Lumiere is also a good breeder she had a litter with Terry from FarleyD poodles but I am sure they have been sold by now since I believe the puppies where born in June.


----------



## roxy25 (Dec 18, 2008)

Cdnjennga said:


> Haha, just took a quick look at their website and there's an available older dog with a clip that really made me laugh. It's like his nose is shaved until it's close to the end then there's more full hair. Anyone know if that's actually a poodle clip?
> 
> http://www.minaretspoodles.com/id3.html
> 
> It's Skippy, near the bottom of the page.



Its a dutch clip lol they do look funny in those clips


----------



## tannerokeefe (Dec 14, 2008)

roxy25 said:


> Its a dutch clip lol they do look funny in those clips


I think I am getting ready to put Dutch in a Dutch clip!! at least the mustache part!


----------



## wishpoo (Sep 12, 2009)

AKBIRDY, I have sent you PM with all of the answers.
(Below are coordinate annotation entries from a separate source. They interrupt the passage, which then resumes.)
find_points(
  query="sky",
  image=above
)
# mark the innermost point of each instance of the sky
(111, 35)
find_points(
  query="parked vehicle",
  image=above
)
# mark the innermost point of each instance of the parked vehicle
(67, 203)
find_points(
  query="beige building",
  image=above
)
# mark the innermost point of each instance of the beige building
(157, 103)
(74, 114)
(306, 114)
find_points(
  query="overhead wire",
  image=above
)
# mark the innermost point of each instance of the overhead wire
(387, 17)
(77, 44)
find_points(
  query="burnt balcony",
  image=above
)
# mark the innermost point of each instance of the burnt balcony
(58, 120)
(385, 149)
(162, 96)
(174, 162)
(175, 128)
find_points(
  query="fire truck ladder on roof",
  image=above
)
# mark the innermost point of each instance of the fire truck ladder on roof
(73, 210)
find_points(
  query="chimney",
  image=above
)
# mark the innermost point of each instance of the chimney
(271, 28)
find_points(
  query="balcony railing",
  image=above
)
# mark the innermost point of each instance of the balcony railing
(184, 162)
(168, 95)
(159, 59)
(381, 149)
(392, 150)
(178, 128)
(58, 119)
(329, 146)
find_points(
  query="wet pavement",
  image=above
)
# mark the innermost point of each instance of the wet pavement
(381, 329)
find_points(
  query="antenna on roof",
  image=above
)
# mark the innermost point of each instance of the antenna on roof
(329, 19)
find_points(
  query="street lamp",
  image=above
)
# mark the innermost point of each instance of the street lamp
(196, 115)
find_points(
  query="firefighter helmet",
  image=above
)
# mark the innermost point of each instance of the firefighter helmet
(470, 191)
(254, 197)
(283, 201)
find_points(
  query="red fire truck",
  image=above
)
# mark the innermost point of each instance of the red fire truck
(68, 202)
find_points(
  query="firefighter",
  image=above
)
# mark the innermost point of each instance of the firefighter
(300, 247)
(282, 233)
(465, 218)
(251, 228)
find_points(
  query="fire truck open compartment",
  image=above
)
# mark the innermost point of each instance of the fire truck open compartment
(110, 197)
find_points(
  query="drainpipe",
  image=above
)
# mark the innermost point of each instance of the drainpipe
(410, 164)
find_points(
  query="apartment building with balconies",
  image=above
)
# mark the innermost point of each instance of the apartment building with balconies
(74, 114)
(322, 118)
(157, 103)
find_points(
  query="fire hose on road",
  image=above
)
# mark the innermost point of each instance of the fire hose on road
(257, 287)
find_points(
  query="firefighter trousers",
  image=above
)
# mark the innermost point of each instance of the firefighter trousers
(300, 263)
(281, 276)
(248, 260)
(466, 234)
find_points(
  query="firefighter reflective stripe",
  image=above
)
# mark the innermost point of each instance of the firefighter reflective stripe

Hope you got it since it was very looooooooong LOL

All the best : )


----------



## jak (Aug 15, 2009)

I think he is just in an ordinary clip, but with a moustache.

It was very popular about 20 or so years ago lol,

looks very cute on miniature or toy poodle puppies,
especially blue or silver toys


----------



## *heather* (Jul 30, 2009)

I'm not a fan of that clip at all!! IMO hair on the face is just ugly! :arrogant (2): Just my opinion! 

The picture from the first post; both are Reds (faded).


----------